Second Clue: Your thoughts keep slipping from specific examples to general conclusions. For example, instead of one difficult teacher at school, all teachers have become horrible creatures. Instead of a single bad day at work, nothing ever seems to go right and you're ready to quit and find a job! Instead of one employee needing additional attention and training, you're ready to fire the entire department.

Third Clue: Instead of sharing your thoughts and feelings with others and working them through, you start to bottle them up inside.

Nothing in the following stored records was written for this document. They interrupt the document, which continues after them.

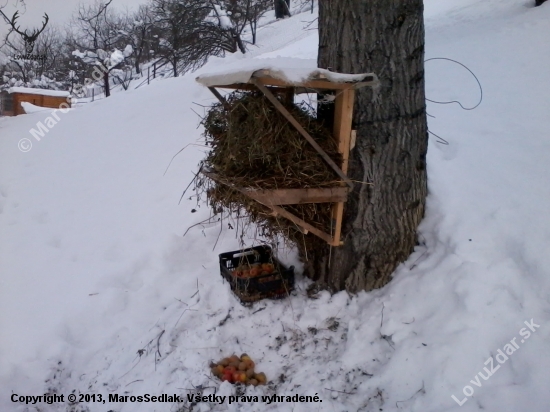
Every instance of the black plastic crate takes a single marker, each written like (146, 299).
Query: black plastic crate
(275, 285)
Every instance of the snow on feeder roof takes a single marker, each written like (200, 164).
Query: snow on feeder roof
(285, 72)
(43, 92)
(279, 80)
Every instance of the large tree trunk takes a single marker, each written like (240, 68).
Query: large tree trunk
(106, 85)
(380, 220)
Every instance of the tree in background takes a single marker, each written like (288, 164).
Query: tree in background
(380, 220)
(96, 31)
(138, 31)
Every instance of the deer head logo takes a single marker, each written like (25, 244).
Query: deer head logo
(29, 38)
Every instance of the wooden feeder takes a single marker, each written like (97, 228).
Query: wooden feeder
(269, 82)
(11, 99)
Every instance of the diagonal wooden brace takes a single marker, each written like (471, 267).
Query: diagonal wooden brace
(277, 210)
(302, 131)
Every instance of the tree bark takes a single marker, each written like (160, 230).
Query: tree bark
(106, 85)
(380, 220)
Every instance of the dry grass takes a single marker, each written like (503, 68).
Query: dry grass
(254, 146)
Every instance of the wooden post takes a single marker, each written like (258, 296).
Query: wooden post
(302, 131)
(343, 115)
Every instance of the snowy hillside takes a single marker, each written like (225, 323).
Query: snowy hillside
(100, 292)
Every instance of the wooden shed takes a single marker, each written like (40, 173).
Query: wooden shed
(11, 99)
(291, 82)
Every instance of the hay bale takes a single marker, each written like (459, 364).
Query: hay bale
(254, 146)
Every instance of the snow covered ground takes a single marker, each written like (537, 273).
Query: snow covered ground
(94, 268)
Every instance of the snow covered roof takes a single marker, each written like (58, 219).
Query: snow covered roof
(44, 92)
(289, 70)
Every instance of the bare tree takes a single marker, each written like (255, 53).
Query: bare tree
(282, 8)
(380, 220)
(188, 34)
(138, 31)
(97, 33)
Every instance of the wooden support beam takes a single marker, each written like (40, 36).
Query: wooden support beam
(220, 98)
(299, 222)
(277, 210)
(299, 196)
(323, 84)
(343, 114)
(302, 131)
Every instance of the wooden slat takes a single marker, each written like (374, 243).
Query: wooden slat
(299, 196)
(276, 210)
(220, 98)
(302, 131)
(267, 80)
(342, 132)
(295, 219)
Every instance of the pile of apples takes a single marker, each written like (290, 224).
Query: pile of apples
(238, 370)
(250, 271)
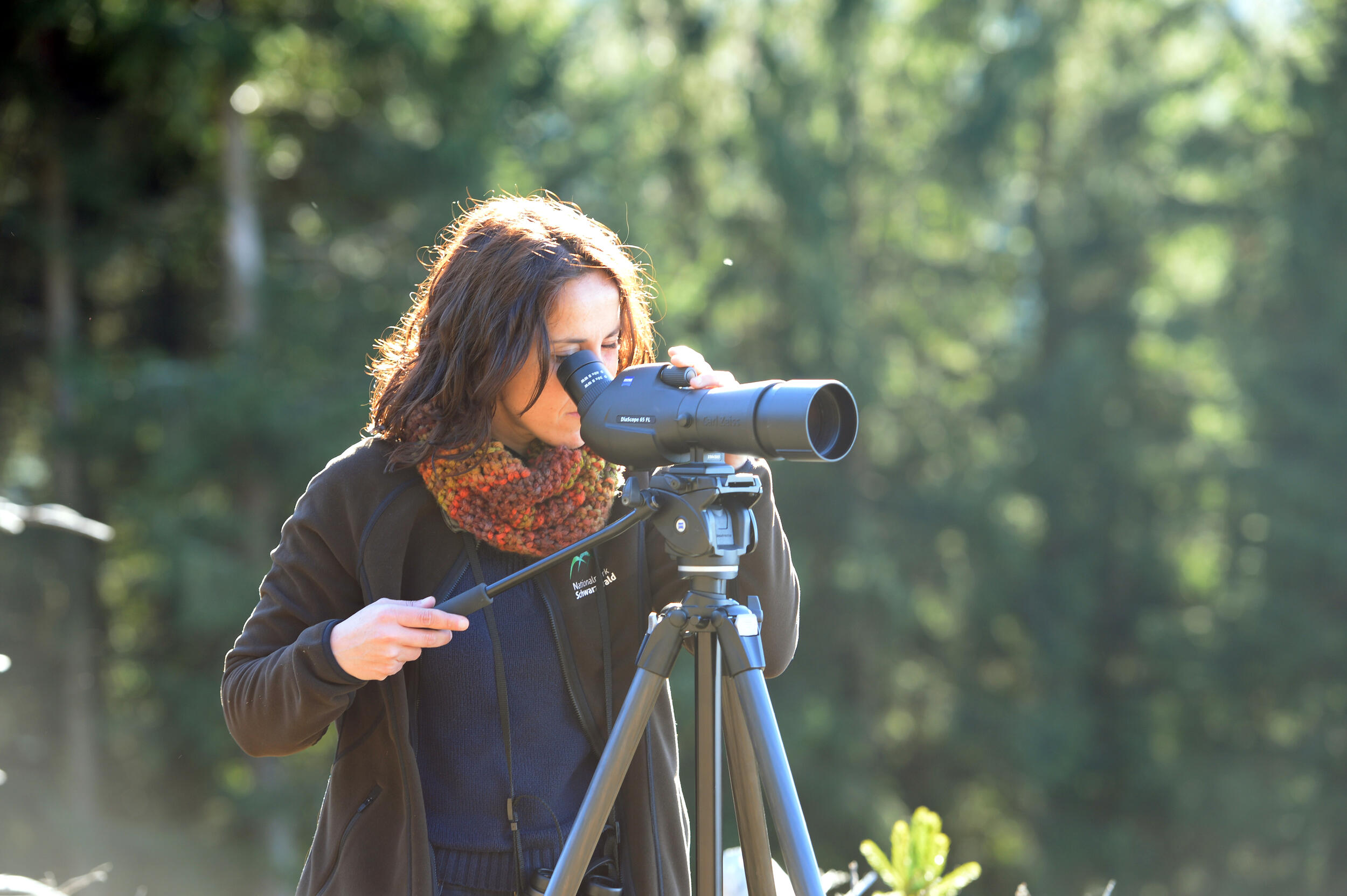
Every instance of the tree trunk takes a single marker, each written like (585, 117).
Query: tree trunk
(77, 558)
(243, 233)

These are some of my clues. I'm sure that, if you think about it (and perhaps ask those who are close to you), you can come up with yours. The key is knowing your early warning signs are and then being aware of them when challenges arise.

Climbing Out of Despair
After climbing out of my despair, I am always surprised how easy it was. In the end, it only takes a few simple steps that I repeat until I feel better. The fun thing is that the same list is a great maintenance plan that can prevent me from despairing in the first place!
  1. Admit that you don't feel well and that it's okay not to feel well
  2. Decide that there is a way to get through this
  3. Find someone who will listen to you. Call me or someone else who is willing to ask helpful questions without having to repair you or your situation would be a great choice. If someone like that is not available, I recommend to use a piece of paper.
  4. State or write down the first despairing thought or feeling that comes to mind.
  5. Explore what you stated or wrote. Challenge generalizations, unhappiness provoking thoughts, and limiting beliefs. Go for it!
  6. Create a list of solutions, steps or actions that you might take to gain control of your situation and feelings. Don't worry about getting it right or solving everything at once. Just list some things that you might do to move in a positive direction.
  7. If needed, go back to step 2 and repeat the exercise until you feel your despair has transformed into a manageable challenge
  8. If none of the above is working, then it may be time to simply take a break, eat something good for you or go to bed. Take care of yourself first, and the rest will come.

1 comment:

  1. Intersting: to me changing job is a small event and changing my eating habits are a big event. - but small or big, it's also interesting how we respond physically to events, even good and exciting ones.
    Well, it's always nice to have a mentor around to pose some questions.